XUMI Telemetry Specification¶
| Component | Description | Owner |
|---|---|---|
| Kafka REST Proxy | https://github.com/confluentinc/kafka-rest/tree/master https://github.com/strimzi/strimzi-kafka-bridge/tree/main REST API for Kafka |
devops |
| KAFKA_PROXY_URL | Environment Variable in docker container. Connection string for Kafka proxy | devops |
| NODE_ID | Environment Variable in docker container. UUID node | devops, ml |
| VM_TYPE | Virtual machine instance type (NV6, x4GPUlarge) | devops |
| HOST_NAME | Host name | devops |
| STORAGE_SIZE | Dynamic storage size | devops |
| STORAGE_TYPE | Dynamic storage type | devops |
| TENANT_ID | Tenant ID variable in docker container. UUID | Devops, ml |
| Python Event Service | service classes that send messages to the REST API for Kafka | ml |
| Events | ml | |
| Kafka Topics | xumi_load, xumi_task Topics for messages about loading weights and starting tasks |
devops |
PBAC Telemetry Specification¶
All audit events are directly recorded in the ClickHouse database. In the future, there may be an audit event response service. It will read data from the corresponding Kafka topics.

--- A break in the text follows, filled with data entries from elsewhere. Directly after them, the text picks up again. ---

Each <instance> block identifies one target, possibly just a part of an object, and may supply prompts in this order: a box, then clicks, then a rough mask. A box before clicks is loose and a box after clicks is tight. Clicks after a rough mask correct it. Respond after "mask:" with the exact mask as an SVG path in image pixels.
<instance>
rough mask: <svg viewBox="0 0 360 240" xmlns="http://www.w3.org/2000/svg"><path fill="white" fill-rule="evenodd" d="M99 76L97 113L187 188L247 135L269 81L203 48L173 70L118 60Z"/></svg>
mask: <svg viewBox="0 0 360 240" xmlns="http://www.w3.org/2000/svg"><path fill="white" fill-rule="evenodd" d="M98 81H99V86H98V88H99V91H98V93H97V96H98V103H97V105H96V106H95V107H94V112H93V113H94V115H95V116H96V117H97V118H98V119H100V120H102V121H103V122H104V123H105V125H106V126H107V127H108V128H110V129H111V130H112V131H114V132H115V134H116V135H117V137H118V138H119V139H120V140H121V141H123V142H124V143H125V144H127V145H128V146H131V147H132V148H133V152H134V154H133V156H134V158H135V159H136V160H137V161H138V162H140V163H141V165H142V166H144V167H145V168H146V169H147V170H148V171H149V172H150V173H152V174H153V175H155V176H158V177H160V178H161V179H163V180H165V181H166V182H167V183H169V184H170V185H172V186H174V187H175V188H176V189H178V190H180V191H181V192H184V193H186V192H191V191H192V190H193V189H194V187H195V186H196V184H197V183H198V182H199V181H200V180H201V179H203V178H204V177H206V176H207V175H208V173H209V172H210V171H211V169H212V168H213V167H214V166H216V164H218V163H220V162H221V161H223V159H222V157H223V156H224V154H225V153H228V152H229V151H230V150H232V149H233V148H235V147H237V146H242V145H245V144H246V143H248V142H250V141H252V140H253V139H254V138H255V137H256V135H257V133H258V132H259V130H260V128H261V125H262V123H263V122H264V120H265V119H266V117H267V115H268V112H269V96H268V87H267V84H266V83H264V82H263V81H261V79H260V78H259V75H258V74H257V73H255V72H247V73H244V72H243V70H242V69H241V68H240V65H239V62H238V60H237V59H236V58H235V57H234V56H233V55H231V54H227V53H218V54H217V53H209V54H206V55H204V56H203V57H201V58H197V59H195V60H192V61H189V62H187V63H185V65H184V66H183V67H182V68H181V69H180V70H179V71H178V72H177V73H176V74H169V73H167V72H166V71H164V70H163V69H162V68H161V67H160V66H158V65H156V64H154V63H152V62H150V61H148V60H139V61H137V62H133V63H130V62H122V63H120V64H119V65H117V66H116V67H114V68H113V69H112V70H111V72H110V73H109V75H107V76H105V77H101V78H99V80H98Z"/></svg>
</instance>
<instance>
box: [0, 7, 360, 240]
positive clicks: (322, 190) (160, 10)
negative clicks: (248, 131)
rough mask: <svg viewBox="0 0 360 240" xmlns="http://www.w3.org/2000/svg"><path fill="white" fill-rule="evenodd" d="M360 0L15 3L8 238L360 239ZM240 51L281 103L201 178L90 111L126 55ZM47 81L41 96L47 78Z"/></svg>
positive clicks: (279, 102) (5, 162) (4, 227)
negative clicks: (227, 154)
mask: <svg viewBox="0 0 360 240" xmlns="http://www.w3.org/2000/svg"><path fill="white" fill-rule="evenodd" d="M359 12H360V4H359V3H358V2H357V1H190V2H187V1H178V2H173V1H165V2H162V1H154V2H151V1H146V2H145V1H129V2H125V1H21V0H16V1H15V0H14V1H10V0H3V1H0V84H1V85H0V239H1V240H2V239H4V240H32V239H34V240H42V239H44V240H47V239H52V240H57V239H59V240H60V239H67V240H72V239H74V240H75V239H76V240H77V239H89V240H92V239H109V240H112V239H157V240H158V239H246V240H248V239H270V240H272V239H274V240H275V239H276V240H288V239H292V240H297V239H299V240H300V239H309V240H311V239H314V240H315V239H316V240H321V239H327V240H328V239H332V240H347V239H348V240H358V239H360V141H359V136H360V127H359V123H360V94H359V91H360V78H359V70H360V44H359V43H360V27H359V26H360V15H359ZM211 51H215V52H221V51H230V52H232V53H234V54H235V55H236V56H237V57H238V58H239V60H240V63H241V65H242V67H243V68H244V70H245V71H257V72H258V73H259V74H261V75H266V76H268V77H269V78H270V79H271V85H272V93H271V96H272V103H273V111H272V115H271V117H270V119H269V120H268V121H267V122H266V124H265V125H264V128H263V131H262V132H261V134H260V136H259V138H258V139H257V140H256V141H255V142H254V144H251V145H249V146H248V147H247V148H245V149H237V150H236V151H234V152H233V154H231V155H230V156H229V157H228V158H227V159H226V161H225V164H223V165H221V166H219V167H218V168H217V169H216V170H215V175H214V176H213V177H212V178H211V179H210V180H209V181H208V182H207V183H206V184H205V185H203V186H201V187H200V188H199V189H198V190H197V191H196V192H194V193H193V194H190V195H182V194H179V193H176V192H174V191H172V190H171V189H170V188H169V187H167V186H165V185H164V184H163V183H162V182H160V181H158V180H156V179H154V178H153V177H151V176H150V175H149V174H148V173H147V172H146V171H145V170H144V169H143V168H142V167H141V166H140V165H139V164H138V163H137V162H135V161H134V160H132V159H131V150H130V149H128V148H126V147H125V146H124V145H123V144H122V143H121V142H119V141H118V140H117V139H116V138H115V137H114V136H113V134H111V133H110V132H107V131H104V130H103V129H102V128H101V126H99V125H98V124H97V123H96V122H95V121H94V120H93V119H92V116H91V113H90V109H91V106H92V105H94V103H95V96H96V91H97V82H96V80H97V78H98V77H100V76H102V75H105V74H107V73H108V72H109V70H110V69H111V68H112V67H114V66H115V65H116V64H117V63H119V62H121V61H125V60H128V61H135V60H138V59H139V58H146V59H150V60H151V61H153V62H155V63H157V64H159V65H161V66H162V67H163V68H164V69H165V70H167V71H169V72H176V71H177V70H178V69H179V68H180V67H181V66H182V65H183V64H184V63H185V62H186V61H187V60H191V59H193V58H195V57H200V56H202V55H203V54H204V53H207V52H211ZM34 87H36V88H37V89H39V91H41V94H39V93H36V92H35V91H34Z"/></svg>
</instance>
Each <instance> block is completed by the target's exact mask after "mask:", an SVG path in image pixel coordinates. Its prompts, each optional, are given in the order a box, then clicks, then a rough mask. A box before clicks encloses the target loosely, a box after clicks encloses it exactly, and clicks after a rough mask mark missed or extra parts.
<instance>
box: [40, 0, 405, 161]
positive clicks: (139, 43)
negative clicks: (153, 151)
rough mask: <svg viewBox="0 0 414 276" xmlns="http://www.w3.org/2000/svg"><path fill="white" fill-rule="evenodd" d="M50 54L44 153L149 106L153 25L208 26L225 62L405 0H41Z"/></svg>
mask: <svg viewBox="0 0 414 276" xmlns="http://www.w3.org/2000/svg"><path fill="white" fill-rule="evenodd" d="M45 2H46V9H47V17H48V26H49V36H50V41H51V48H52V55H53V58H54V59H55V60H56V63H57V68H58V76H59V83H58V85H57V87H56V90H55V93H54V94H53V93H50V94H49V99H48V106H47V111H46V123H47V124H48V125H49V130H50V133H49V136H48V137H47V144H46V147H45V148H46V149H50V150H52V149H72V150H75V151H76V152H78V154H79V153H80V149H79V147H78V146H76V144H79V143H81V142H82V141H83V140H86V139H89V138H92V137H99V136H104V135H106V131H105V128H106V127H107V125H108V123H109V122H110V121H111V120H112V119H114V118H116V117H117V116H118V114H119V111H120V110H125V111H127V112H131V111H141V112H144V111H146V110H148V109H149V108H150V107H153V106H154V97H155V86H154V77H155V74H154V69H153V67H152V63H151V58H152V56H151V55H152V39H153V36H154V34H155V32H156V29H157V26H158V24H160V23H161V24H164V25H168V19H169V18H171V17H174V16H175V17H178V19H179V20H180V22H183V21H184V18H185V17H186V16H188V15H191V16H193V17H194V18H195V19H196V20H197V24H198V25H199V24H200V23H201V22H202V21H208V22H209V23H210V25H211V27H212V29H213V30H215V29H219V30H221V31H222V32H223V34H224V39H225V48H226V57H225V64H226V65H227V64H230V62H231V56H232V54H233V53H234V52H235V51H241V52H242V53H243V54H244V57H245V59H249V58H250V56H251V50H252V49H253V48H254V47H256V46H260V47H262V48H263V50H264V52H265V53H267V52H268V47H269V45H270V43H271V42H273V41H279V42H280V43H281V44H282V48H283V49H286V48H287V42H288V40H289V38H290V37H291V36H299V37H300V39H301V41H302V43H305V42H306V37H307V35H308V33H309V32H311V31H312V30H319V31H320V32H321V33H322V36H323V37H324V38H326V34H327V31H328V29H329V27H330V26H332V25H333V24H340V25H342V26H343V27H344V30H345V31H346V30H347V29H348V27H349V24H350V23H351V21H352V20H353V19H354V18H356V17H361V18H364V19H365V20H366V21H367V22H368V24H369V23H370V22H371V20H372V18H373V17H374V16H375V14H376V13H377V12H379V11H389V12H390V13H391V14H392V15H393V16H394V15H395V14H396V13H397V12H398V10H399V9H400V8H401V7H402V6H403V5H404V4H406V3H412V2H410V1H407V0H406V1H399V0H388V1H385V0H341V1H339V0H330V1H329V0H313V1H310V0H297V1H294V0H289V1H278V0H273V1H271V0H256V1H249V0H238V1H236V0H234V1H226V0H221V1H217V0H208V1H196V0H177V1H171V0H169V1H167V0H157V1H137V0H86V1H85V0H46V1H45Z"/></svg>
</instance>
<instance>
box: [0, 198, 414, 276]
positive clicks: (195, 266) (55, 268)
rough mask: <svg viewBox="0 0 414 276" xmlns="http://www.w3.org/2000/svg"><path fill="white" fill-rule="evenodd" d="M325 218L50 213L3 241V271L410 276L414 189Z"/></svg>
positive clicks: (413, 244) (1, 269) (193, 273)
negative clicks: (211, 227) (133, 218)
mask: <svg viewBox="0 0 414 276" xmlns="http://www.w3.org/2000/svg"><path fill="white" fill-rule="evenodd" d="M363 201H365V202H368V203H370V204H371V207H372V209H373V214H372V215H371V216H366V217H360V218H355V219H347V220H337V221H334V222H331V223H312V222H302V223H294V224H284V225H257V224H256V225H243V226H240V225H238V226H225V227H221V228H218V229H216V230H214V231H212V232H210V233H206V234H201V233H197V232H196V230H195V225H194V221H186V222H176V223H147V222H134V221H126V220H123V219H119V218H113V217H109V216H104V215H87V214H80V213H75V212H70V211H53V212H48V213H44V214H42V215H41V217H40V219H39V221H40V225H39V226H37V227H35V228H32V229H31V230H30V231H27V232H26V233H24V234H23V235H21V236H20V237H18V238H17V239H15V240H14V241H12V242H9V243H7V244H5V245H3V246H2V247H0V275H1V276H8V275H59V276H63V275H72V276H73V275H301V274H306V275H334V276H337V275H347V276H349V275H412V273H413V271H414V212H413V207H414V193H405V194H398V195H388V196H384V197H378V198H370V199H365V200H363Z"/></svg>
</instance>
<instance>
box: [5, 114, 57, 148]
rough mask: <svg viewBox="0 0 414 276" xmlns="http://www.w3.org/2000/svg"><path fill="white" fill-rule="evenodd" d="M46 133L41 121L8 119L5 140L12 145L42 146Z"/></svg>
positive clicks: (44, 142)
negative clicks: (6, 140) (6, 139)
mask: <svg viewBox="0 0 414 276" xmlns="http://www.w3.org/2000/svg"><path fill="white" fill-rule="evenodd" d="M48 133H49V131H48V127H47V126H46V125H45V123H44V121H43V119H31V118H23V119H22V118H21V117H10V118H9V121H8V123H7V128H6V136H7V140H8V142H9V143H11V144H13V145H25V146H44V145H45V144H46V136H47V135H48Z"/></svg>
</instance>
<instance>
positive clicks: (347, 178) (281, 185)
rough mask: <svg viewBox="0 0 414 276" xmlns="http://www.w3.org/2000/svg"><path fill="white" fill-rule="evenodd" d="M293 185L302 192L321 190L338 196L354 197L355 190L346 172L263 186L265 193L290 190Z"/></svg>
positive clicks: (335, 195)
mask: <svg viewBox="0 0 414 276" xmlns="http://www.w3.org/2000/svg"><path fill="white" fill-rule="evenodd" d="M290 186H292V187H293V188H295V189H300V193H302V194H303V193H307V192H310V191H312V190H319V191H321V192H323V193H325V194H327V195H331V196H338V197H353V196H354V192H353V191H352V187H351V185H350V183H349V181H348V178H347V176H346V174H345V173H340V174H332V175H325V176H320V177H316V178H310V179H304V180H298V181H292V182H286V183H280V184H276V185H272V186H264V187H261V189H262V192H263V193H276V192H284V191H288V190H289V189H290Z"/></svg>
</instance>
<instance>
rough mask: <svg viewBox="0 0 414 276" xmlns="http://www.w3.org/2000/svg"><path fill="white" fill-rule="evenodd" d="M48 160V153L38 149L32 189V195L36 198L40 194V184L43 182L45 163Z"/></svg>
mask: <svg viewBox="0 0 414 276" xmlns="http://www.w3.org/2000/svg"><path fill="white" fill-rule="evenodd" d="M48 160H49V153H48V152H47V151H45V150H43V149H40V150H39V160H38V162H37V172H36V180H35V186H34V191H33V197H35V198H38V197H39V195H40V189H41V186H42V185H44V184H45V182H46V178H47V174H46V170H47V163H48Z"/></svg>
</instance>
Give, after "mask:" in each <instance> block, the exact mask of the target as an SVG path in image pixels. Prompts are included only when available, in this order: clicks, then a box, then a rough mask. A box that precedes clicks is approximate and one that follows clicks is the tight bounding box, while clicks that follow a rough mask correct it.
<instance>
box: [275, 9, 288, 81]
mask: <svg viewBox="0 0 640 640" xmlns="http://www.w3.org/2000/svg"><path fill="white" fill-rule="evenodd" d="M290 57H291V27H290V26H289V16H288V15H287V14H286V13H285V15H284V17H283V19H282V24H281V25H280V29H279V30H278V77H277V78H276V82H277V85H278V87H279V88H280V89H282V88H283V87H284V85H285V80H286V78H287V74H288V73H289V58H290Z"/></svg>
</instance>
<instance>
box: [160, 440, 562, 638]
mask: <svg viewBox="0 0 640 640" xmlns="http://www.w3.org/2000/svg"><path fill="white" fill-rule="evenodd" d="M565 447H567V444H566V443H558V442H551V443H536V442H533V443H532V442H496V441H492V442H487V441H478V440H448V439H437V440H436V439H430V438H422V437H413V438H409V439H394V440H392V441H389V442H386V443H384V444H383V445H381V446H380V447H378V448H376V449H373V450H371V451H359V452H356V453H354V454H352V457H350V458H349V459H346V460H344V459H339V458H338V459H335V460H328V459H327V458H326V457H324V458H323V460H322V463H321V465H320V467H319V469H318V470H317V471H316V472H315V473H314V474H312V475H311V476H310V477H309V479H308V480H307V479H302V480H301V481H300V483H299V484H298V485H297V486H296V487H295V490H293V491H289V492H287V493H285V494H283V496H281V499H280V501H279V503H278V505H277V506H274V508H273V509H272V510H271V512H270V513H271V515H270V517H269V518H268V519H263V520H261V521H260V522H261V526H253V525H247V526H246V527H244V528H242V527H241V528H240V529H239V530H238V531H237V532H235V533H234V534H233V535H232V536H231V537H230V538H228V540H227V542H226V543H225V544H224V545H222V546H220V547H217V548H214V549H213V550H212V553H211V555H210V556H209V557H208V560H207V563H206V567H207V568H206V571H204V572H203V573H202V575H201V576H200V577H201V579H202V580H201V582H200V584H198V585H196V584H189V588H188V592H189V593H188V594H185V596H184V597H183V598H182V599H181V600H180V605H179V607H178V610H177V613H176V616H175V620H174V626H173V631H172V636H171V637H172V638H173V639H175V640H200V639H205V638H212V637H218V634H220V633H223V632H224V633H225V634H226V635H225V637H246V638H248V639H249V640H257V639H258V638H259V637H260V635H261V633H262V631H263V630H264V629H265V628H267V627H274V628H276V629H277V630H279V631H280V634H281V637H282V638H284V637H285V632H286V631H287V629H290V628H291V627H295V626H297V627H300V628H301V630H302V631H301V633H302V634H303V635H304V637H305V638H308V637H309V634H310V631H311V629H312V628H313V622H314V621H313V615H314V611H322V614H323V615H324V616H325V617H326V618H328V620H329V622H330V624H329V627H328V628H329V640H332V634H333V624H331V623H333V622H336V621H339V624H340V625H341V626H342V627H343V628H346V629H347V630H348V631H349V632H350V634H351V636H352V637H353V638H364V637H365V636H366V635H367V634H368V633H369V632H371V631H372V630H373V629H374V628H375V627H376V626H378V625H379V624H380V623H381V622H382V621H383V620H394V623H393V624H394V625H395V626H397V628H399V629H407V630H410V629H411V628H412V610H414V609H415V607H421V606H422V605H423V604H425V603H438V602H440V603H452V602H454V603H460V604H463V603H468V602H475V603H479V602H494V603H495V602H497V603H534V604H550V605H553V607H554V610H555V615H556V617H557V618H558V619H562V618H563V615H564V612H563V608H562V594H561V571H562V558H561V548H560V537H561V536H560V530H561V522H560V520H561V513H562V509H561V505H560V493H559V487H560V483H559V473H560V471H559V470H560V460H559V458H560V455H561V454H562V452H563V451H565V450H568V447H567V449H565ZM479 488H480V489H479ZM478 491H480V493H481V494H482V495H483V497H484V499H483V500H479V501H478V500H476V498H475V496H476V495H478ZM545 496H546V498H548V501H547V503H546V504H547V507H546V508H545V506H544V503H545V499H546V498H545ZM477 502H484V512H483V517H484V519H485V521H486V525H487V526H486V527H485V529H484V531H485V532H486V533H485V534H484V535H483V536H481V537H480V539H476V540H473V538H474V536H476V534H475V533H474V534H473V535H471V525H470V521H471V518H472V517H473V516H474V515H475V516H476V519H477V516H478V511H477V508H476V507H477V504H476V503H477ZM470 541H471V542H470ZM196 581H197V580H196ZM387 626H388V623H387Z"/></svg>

| Component | Description | Owner |
|---|---|---|
| KAFKA_DIRECT_URL | Environment Variable in docker container. Connection string for Kafka | devops |
| Golang Event Service | service classes that send messages to Kafka | backend |
| .NET Event Service | service classes that send messages to Kafka | backend |
| Events | backend | |
| Kafka Topics | pbac_access, pbac_politics, pbac_service Topics for messages about audit access, audit politics changes and service messages (update, load, changes politics) |
devops |
Asset Storage Telemetry Specification¶
| Component | Description | Owner |
|---|---|---|
| KAFKA_DIRECT_URL | Environment Variable in docker container. Connection string for Kafka | devops |
| Golang Event Service | service classes that send messages to Kafka | backend |
| .NET Event Service | service classes that send messages to Kafka | backend |
| Events | backend | |
| Kafka Topics | asset_access, asset_transfer Topics for messages about audit access and upload/download asset in storage |
devops |
Workflow Telemetry Specification¶
| Component | Description | Owner |
|---|---|---|
| KAFKA_DIRECT_URL | Environment Variable in docker container. Connection string for kafka | devops |
| .NET Event Service | service classes that send messages to Kafka | backend |
| Events | backend | |
| Kafka Topics | wkf_cpu, wkf_gpu Topics for messages about credits on use CPU and GPU |
devops |
Kubernetes Telemetry Specification¶
| Component | Description | Owner |
|---|---|---|
| KAFKA_DIRECT_URL | Environment Variable in docker container. Connection string for Kafka | devops |
| .NET Event Service | service classes that send messages to Kafka | backend |
| Events | backend | |
| Kafka Topics | kuber_cpu, kuber_gpu Topics for messages about credits on use CPU and GPU |
devops |
MCP Telemetry Specification¶
This entire process starts with the Workflow service. The Workflow service initializes the processing of the XUMI model and sends the corresponding event to the Azure Event Hubs, passing the necessary data in the event body:
- The identifier of the user who initiated the model processing
- The identifier of the model processing task
- The name of the Kubernetes node in which the model processing is running.
When the XUMI completes model processing (successfully or not), the Workflow service sends one of two events (depending on the success of the processing): TaskCompleted or TaskFailed, passing the identifier of the model processing task in the event body.